Le football, inversant les anciennes hypothèses, est désormais considéré comme un produit d'appel, comme vous l'imaginerez si vous saviez combien de personnes regardent ce match d'Exeter ou de Port Vale un mardi soir.

Mais toutes ces raisons non footballistiques de diffuser du football semblent désormais un peu désespérées, alors que le marché de la télévision croît en proportion inverse de la qualité ou du contenu des chaînes. Votre chaîne n’est-elle pas assez attractive pour éviter le désabonnement sans football obligatoire ? Ne serait-il pas plus judicieux d’utiliser l’argent du football pour rendre d’autres émissions incontournables plutôt que de compter sur le football ?

Le fait est que si vous voulez ces conneries, il existe des tonnes de chaînes gratuites et de services de streaming, ainsi qu'un nombre quasi infini de fournisseurs d'accès à large bande parmi lesquels choisir. Le mien (GoFibre) est un partenaire majeur d'une initiative subventionnée par le gouvernement visant à étendre la fibre optique dans les zones rurales et difficiles d'accès en Écosse. Il me donne 900 mégabits en téléchargement et en upload (après avoir eu 9 et 1 mégabit !). Vous n'êtes pas obligé d'utiliser un grand opérateur télécom ; en fait, ils ne voulaient rien avoir à faire avec nous. Ils ne fournissent rien qui ne soit pas disponible ailleurs.

Il y a trente ans, le football servait à augmenter les abonnements et à récolter des profils démographiquement recherchés, mais ce n’est plus le cas. Face à ce changement fondamental, combien de temps encore continuera-t-on à le diffuser de cette manière plutôt démodée ? Cela semble déjà vieillot.

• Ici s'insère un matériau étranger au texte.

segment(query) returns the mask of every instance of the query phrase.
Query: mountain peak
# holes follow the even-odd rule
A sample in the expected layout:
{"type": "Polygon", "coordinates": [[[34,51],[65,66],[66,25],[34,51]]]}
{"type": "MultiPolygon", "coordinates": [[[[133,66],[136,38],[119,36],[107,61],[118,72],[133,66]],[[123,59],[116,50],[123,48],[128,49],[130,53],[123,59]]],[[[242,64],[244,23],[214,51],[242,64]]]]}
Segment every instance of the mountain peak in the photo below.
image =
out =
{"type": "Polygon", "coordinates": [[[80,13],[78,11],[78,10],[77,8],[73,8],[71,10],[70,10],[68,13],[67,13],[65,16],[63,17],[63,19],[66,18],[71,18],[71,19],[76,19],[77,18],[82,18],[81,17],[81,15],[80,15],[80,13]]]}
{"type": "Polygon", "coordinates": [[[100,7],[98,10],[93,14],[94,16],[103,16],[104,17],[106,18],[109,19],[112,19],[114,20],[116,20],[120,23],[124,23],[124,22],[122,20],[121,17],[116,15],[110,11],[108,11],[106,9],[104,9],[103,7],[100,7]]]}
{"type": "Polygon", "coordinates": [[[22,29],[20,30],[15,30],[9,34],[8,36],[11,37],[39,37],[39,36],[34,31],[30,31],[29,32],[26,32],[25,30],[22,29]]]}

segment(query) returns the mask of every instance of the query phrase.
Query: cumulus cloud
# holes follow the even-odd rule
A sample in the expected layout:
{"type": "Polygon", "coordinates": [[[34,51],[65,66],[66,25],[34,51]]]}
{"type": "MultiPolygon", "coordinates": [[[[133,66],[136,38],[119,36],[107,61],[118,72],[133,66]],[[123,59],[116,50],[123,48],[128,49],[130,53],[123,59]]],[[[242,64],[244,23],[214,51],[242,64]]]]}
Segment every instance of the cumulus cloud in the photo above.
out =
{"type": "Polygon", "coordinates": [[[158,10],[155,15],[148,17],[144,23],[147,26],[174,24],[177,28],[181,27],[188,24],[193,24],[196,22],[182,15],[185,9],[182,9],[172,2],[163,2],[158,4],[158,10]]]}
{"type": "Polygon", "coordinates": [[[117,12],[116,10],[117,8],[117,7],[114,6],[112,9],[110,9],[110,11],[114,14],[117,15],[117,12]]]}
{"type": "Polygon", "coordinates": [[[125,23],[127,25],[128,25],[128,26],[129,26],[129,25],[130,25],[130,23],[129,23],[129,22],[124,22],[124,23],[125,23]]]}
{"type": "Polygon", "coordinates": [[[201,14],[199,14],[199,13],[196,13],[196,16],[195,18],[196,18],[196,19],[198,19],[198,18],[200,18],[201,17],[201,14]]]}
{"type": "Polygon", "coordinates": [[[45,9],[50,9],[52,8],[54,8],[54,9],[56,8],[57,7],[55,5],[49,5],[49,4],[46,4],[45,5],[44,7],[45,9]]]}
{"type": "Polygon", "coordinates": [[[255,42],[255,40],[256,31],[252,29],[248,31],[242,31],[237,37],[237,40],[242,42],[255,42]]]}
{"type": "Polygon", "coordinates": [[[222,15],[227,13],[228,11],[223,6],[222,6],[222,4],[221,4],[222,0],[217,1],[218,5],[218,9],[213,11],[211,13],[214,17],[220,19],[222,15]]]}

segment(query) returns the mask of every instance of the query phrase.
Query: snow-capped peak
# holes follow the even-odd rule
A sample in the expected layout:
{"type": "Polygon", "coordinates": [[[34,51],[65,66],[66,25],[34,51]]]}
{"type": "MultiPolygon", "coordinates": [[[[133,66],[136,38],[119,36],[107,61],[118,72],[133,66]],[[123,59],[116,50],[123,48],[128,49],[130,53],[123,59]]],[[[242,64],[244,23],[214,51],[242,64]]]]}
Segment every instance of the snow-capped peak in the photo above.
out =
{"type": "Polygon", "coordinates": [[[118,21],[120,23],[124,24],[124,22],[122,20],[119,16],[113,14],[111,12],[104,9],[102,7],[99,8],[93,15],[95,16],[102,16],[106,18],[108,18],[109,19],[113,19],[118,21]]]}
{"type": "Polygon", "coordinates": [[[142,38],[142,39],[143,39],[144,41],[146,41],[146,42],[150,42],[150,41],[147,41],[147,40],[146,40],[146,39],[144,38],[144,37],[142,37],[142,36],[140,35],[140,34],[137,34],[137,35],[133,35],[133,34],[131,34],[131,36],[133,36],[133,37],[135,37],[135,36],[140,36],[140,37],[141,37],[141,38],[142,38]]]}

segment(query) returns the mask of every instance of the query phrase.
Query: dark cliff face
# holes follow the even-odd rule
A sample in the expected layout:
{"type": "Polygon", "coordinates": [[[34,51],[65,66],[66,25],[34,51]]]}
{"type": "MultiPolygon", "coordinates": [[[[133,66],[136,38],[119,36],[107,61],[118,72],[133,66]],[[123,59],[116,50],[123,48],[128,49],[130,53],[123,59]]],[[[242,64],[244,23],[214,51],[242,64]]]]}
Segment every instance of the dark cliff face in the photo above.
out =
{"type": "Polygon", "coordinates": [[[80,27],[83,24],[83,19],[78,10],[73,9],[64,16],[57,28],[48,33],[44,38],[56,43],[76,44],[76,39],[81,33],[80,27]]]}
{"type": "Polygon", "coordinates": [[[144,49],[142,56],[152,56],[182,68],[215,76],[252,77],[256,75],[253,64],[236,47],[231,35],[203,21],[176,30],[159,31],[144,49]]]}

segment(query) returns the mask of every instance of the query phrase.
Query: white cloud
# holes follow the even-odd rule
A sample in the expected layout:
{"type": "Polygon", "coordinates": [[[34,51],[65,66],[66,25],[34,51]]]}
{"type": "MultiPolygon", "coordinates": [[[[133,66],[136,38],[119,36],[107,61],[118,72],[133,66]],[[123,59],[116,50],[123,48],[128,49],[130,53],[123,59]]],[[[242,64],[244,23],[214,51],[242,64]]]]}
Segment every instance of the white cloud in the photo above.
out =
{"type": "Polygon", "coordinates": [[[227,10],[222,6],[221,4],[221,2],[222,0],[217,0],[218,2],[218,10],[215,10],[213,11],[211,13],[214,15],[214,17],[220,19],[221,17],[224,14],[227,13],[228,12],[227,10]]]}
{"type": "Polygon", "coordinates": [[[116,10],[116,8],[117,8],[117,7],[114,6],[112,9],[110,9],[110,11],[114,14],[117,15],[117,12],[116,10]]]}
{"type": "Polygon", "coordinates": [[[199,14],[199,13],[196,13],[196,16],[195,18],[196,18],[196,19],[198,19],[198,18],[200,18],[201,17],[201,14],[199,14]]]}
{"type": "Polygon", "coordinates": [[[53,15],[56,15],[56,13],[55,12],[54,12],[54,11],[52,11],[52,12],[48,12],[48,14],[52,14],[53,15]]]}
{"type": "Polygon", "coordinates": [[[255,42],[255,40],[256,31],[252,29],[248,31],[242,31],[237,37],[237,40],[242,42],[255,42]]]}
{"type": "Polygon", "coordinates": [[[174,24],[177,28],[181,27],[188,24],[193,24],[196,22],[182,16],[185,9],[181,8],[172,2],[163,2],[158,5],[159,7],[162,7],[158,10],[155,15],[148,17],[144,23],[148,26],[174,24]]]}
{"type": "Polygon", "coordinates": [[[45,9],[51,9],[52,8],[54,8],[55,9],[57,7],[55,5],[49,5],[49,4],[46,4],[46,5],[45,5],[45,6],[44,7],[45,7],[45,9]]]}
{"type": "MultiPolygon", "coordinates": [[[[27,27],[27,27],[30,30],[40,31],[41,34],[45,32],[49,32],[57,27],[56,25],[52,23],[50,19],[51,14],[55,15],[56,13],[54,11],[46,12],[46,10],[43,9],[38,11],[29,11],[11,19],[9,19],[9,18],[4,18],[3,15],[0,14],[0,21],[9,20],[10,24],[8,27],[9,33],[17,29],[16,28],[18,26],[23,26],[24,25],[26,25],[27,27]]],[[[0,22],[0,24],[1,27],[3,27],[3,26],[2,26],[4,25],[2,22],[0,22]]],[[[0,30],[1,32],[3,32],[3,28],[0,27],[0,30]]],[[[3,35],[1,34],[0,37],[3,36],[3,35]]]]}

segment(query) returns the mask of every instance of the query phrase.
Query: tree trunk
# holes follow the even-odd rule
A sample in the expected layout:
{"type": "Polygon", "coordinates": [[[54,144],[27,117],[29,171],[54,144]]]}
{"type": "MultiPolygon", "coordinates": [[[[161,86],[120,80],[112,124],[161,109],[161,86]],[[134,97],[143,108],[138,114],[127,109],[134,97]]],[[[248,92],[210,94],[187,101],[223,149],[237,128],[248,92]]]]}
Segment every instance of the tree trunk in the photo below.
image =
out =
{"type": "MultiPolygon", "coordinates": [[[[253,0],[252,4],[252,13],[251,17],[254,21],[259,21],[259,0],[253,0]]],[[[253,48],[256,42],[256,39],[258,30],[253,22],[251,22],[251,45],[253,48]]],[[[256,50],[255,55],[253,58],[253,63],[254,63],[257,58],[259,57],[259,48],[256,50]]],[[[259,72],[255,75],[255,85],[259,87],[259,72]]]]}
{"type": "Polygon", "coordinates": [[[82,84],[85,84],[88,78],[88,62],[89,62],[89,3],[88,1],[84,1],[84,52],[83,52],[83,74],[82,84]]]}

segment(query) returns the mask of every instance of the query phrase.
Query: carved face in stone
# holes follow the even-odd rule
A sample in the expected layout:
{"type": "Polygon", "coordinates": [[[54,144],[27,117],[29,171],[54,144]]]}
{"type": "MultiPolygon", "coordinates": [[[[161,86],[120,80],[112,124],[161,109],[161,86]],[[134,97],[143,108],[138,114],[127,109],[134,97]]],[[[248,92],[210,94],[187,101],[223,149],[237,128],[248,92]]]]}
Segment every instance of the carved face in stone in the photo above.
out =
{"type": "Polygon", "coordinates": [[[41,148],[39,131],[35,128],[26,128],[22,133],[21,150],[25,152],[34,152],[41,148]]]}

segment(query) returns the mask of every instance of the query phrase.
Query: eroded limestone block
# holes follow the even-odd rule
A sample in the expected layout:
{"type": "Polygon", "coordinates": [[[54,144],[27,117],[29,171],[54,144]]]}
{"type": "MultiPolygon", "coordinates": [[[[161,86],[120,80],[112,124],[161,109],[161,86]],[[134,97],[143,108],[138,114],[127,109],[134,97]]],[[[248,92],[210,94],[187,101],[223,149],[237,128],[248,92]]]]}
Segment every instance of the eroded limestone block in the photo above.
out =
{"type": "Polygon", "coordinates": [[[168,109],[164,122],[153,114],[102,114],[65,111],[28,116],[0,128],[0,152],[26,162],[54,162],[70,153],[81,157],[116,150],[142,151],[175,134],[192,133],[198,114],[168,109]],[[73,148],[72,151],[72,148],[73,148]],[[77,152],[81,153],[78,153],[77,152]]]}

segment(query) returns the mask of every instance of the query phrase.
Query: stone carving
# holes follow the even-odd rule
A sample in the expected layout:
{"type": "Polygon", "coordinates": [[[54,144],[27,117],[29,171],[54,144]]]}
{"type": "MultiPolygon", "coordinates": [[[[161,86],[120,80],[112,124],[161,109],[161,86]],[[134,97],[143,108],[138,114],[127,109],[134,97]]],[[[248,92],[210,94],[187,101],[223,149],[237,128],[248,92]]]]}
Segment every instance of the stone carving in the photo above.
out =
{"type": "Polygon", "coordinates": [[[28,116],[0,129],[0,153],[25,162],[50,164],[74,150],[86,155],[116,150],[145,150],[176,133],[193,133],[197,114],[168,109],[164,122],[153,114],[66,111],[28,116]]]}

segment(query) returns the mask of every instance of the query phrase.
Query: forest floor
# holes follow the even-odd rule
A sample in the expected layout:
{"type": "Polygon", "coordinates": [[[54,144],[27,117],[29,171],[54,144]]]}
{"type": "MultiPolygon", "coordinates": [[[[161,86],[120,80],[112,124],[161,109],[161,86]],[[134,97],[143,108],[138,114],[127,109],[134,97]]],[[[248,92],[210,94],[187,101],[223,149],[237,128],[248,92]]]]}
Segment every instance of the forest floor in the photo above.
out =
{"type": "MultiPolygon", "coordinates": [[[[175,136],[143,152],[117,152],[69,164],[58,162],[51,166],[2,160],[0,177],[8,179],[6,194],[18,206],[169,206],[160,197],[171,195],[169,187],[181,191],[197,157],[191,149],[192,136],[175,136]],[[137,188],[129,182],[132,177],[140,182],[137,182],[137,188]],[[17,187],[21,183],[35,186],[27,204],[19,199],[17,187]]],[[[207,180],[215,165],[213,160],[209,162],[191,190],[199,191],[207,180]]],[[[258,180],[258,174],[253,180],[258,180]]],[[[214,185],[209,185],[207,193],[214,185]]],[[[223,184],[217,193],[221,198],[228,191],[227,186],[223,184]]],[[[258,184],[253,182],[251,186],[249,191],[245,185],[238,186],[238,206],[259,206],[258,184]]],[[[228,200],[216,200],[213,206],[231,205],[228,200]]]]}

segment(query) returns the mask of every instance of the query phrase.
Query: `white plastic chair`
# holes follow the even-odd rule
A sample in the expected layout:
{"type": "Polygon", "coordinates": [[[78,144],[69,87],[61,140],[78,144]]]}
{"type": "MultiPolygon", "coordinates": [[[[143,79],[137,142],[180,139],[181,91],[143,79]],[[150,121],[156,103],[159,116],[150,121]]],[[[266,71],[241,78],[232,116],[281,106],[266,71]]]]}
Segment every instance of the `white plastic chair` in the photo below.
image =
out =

Se contenter de plus de la même chose paraît complaisant et inapproprié. Les mêmes personnages habituels faisant les mêmes choses donne une impression de monotonie et de manque d’imagination. Il est vraiment temps de briser ce format usé. Pour commencer, arrêtons ces danses gênantes devant le grand écran. Trouvons autre chose.

Puisqu'ils semblent vouloir à tout prix toujours plus de football (Sky Sports se vante de diffuser plus de 1 500 matchs en direct entre la Premier League, l'EFL, la Women's Super League et la Scottish Premiership), ne serait-il pas préférable d'accepter que l'ancien modèle publicitaire est voué à l'échec ? Peut-être proposer une chaîne de football sans publicité, disponible sur autant de plateformes que le calendrier des matchs et les droits le permettent, avec, si nécessaire, un hub divisionnaire pour chaque ligue afin d'échanger sur les rencontres. Ce serait potentiellement plus intelligent et pourrait être vendu comme une manière plus moderne, haut de gamme et spécialisée de voir le football, et cela vous éviterait d'être automatiquement abonné à toutes les autres chaînes sportives et non-football que vous ne regardez jamais de toute façon.

Vous pourriez l'acheter en tant que chaîne indépendante. Cela semblerait plus spécial et dédié, moins aliénant, et serait exempt de ces pauses publicitaires non publicitaires du type « Le programme va bientôt reprendre ». Les gens continueraient de s'abonner pour voir le football, mais cela viendrait sans tout l'encombrement agaçant de la télévision. Cela dit, je préférerais encore écouter la radio.